We've created the snazzy GeoSeer API WebGIS that demonstrates the API in action, giving you a feeling for what you can do with it and how it could integrate with your own application(s).

The API has several plans to cover various needs, and the Enterprise plan allows for considerable customisation so you can get exactly what you need. So take a look and find out more about the API


One Year Old and Better Than Ever

Posted on 2019-03-03

Today GeoSeer celebrates its first birthday, having originally gone live on 2018-03-03, so we want to look back at the year and take a glimpse into the future.

This year we...

It has been a busy year for us. We added CSW harvesting in May, a stats page for our fellow big-data nerds in September, and a new look, along with an API beta in January. This blog was itself created in April, and got its own RSS feed back in January.

Ever more data

We've also done a lot of general work to try and increase the index size, but not at the cost of spurious results. When we went live a year ago, our index had (using our current methodology) 836,917 distinct layers from 89,825 services. Today we boast 1,229,623 distinct layers (46% more) from 167,882 services (89% more).

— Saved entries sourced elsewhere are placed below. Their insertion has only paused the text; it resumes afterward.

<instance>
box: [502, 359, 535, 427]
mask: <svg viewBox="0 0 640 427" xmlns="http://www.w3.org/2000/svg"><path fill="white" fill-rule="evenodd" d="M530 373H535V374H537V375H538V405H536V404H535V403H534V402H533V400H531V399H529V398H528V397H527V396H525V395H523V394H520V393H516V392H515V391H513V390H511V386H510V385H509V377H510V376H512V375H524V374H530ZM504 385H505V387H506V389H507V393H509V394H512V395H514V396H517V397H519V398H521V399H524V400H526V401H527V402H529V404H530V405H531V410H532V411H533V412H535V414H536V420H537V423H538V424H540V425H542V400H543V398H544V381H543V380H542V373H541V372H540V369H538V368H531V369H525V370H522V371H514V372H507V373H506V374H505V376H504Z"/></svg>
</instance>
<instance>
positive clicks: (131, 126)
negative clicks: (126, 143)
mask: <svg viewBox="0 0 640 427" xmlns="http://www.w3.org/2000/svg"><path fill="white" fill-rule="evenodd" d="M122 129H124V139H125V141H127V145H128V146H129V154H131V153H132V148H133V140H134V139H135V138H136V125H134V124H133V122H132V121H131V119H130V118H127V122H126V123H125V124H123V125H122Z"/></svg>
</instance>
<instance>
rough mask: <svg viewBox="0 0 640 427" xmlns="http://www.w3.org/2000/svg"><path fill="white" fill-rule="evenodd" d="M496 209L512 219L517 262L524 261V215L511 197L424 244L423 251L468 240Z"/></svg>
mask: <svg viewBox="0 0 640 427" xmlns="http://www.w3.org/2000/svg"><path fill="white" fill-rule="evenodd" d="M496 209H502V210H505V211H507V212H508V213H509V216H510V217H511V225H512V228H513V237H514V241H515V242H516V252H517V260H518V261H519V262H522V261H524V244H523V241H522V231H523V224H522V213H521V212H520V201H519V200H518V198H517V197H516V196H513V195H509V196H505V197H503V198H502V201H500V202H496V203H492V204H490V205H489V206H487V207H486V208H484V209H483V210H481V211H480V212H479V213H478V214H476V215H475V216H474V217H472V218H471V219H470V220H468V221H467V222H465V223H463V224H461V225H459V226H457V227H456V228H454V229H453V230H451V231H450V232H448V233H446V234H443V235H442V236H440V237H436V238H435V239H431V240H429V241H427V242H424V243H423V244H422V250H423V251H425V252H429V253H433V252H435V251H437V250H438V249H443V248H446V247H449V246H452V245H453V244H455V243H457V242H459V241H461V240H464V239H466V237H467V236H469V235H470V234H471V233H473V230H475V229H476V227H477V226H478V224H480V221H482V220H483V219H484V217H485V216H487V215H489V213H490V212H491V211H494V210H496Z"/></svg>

During our latest crawl, our index size jumped to well over 3 million layers. "Jackpot" we thought! But upon further investigation (because we're always suspicious of anything anomalous - you have to be if you want to develop something good) we discovered it was from a single host that claimed to have 2.1 million layers across about 5000 services. Deeper investigation showed that it seems that it's the same 500 layers shared thousands of times. So we removed them all from the index and only keep one of each layer to ensure the best possible results for you, our users.

What's next?

At this point it's becoming apparent that we're hitting the point of diminishing returns. We don't think there are many more readily discoverable OGC services and layers out there. We currently scrape over 300 data portals, plus many other data sources to try and find every service we can, but we can only find services which are publicly advertised somewhere, hence the "readily discoverable". But we're not giving up yet, and we have some ideas for several more scraping methodologies to further enhance the index.

And of course we'll also be releasing the API shortly. Watch this space!